Hamilton writes: “Two of the most famous Irishmen of Scottish descent are former MP (Member of Parliament), former IRA (Irish Republican Army) Volunteer, and Long Kesh prison hunger striker Bobby Sands, and current president of Sinn Fein and SF deputy to the Irish parliament from Co. Louth, former MP, and former OC (Officer Commanding) of the IRA’s Northern Command, as well as my very distant cousin, Gerry Adams.

“Not exactly what comes to mind when one hears the term ‘Scotch-Irish’ or ‘Scots-Irish’ as most latter day proponents of the phrase and the idea now write.

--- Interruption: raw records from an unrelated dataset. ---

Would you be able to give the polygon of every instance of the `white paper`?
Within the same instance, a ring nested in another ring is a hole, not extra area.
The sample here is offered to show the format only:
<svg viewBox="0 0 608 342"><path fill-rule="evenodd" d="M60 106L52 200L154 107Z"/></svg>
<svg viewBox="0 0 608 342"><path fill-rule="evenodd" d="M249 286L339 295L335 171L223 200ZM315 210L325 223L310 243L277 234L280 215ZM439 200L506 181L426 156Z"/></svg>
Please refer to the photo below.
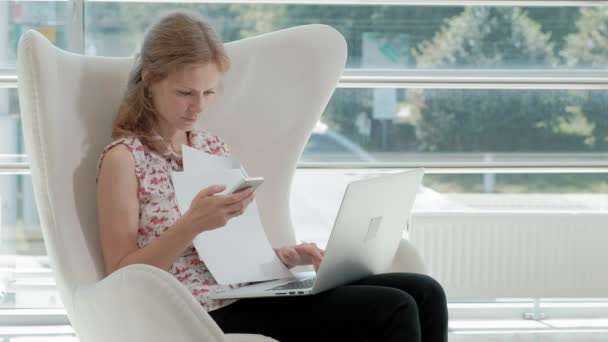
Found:
<svg viewBox="0 0 608 342"><path fill-rule="evenodd" d="M193 147L182 145L182 156L184 171L187 170L212 170L215 172L228 169L241 169L241 163L229 157L216 156L205 153ZM244 171L244 170L243 170Z"/></svg>
<svg viewBox="0 0 608 342"><path fill-rule="evenodd" d="M184 171L173 172L179 209L185 213L204 188L221 184L229 189L246 172L240 163L183 146ZM276 256L260 221L255 200L243 215L226 226L199 234L193 241L199 257L219 284L234 284L291 277Z"/></svg>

“A reason often given for the change is that Scotch comes from a bottle while Scots don’t, but Scots almost always use the word whisky when discussing the beverage rather than the other word.”

Hamilton has researched the Adams and Sands family trees and expands on his theory.

He adds: “Bobby was descended from an English family which migrated to the Lowlands of Scotland in the early 1400’s before relocating to the northern Irish province of Ulster in the 1600’s.

“Gerry descends from some of the MacAdams of Galloway, a sept of the notorious Clan Gregor, who likewise crossed west over the Irish Sea to Ulster during the Plantations.

“According to Gerry’s bio he is related to the political Adams family of the early United States which produced the country’s second and sixth presidents, as are the Adams from whom I am descended that were among the first settlers of the original Warren County in Tennessee.”

Hamilton continues: “Of course, the term Scots-Irish refers to those in America while their counterparts in Northern Ireland most often use the term Ulster Scots to describe themselves.

“The problem in both cases is that those referred to are often more English-Irish, Welsh-Irish, Dutch-Irish, Flemish-Irish, etc., than they are Scots-Irish or Ulster Scots.”